Mera watan wohi hai, mera watan wohi hai.

There are only two references to India in the authoritative Hadees literature, i.e. Bukhari and Muslim. Both say more or less the same thing. Hazrat Umm-e-Qais bint-e-Mahsan says: "A woman came to the Prophet with her sick child. She was pressing the child's throat from two sides. The Prophet said: 'Why are you pressing the child's throat, increasing his pain. Use Indian incense (Ood-e-Hindi). It cures seven diseases including pleurisy." (Bukhari 7.616 and 7.596)

The concoctions and fabrications, however, go on. Jehad is big business. Mullahs will stop at nothing to provide cannon-fodder to the militant organisations originally spawned by Pakistan Army who may have now become a law unto themselves and are according to some recent reports engaging in Jehad against the will of their former military mentors. Indeed in some cases they are fighting the Pakistan Army and Pakistan Establishment itself.

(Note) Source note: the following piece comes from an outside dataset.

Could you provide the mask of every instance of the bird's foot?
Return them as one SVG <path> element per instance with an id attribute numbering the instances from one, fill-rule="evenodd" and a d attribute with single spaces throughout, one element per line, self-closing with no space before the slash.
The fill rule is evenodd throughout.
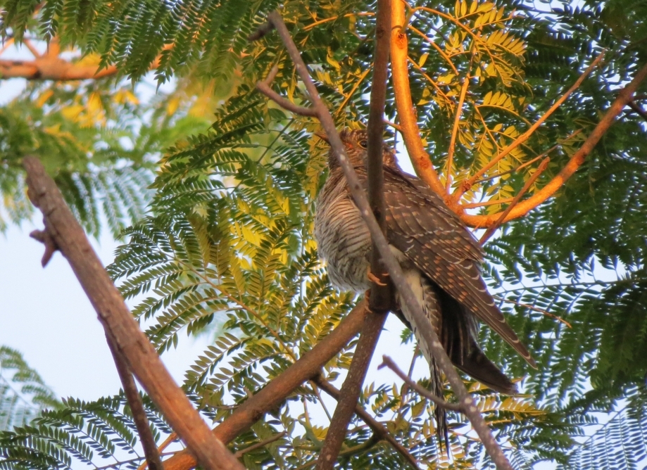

While Jehad is being largely waged in the Middle East and Pakistan-Afghanistan region, we in India cannot remain indifferent to the dangers of extremist brainswashing. Jehadi promotional literature is circulating in India as well. It is for the Muslims to beware of people who think nothing of putting false words in the mouth of the Prophet himself. It is for our ulema to tell us if suicide is the same as martyrdom. Is life indeed death and death life in Islam? It clearly is not. But we need to keep repeating this and letting our youth know the real facts until the present phase of extremist madness has subsided.